QSo it’s up to our women to grab the opportunity?
Yes, but then they need the support as well. I also think there should be more support and training for men who travel overseas for employment. It will transform people’s lives and help them to get better opportunities both in Sri Lanka and overseas. People will then have a choice to either be here or get higher positions overseas.
QWhat do you suggest to prevent women being harassed in Sri Lanka? There have also been several murders of children.
There’s so much awareness at the ground level; voicing out, how you should act and how you shouldn’t act. Women are speaking up about the harassment they face on a daily basis. People just need to get stronger, and know that there comes a point when you know when to stop accepting it. More areas need to be strengthened so that support can be given to women; for example in police stations, legal advice which they can afford etc.
QBut they don’t seem to be interested. Even to accept a complaint, they take ages and give excuses.
That has to change at some point. It is the same with animal welfare that has to change for a country to be compassionate. Women should have confidence to complain against something which is wrong.

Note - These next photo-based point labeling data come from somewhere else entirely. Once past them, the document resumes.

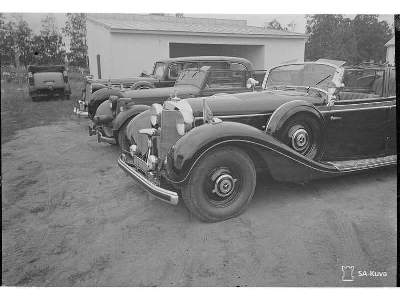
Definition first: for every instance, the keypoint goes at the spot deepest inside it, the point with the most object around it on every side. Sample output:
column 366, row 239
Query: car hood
column 161, row 92
column 250, row 102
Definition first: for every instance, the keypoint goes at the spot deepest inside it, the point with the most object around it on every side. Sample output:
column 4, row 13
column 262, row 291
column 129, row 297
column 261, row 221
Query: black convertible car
column 113, row 115
column 310, row 120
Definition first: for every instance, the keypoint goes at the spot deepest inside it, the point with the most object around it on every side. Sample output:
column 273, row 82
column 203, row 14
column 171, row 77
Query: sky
column 34, row 19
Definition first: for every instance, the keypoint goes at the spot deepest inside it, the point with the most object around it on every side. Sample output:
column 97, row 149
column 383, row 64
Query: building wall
column 128, row 54
column 390, row 54
column 98, row 42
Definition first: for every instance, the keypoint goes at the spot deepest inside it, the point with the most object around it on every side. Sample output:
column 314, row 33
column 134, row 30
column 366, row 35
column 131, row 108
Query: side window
column 221, row 65
column 174, row 70
column 189, row 65
column 238, row 67
column 225, row 80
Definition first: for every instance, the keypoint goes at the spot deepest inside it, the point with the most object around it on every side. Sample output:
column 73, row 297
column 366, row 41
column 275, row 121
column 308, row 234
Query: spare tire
column 99, row 97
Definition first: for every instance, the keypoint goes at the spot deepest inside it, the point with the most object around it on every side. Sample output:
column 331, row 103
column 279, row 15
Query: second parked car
column 113, row 115
column 164, row 74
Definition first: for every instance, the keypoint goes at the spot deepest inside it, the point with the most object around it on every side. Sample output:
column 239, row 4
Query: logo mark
column 347, row 273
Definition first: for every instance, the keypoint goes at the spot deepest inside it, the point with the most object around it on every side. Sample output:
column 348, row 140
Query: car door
column 390, row 93
column 357, row 128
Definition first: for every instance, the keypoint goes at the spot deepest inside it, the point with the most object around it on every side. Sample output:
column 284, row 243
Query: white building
column 124, row 45
column 390, row 51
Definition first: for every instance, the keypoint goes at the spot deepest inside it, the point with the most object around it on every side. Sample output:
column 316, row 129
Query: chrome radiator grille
column 141, row 121
column 169, row 135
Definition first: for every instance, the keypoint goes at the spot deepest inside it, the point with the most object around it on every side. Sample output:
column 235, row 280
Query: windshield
column 307, row 75
column 193, row 77
column 159, row 69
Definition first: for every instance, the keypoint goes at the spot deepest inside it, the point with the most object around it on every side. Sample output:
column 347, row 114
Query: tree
column 6, row 41
column 16, row 42
column 75, row 30
column 23, row 42
column 48, row 45
column 336, row 37
column 371, row 36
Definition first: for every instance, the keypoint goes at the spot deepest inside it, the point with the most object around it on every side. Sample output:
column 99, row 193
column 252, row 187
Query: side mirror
column 251, row 83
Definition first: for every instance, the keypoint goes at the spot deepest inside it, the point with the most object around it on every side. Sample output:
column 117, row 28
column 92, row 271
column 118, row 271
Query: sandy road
column 70, row 217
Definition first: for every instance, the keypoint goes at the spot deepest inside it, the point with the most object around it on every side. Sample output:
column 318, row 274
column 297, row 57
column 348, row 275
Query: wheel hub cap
column 300, row 139
column 224, row 185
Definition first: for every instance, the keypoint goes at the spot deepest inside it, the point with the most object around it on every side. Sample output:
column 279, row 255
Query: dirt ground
column 71, row 217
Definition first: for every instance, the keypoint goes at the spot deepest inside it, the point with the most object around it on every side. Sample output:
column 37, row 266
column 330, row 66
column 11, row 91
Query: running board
column 361, row 164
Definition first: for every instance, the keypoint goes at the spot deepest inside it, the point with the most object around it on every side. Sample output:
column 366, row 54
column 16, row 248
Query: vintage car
column 45, row 81
column 114, row 114
column 164, row 74
column 304, row 124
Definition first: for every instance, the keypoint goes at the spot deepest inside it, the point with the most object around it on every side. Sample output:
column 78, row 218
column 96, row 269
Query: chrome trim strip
column 241, row 116
column 160, row 193
column 356, row 109
column 371, row 166
column 235, row 116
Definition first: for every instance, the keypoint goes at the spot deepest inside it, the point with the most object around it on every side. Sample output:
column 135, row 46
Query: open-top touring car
column 164, row 74
column 48, row 81
column 305, row 124
column 113, row 115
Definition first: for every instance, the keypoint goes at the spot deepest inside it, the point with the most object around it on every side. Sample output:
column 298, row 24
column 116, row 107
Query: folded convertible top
column 49, row 68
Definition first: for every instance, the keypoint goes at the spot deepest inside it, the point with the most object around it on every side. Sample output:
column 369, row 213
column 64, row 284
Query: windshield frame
column 336, row 78
column 196, row 72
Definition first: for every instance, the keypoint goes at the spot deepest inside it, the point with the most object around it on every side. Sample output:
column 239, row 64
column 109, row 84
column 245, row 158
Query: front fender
column 286, row 111
column 123, row 116
column 283, row 163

Q What is your message to Sri Lankan women, and Sri Lanka as a country?
There’s so much good in Sri Lanka. It is truly an amazing country. Development can happen but not at the expense of trying to be like someone else. We are not Singapore, we are not Dubai, we are not America. We are Sri Lanka and what we had and have is magical. As Sri Lankans if we don’t like what’s happening, we have to make sure it changes. However small it may be, all of it helps
QA little bit about starting Embark ?
Embark started, eight years ago. The street dog has been around for years and all of a sudden with development they became unwanted. I really wanted to give them a place in our country. We should be proud of them. I too had many pedigree dogs but it was only after I adopted Niko that I realised how much dogs have to offer and how unique they are.
Q There’s a story behind finding Niko, isn’t there?
I picked it off the road when I first started Embark. Originally, I wanted to give him away, because we had two Dalmatians at the time. But Niko stayed, and it not only changed his life, but changed ours as well. Niko was later joined by Bandit and Rosy.
QFinally , Otara, going back to 25 years what are your recollections?
I have no regrets, I loved every minute of it even though some parts have been difficult.There’s no joy without challenges!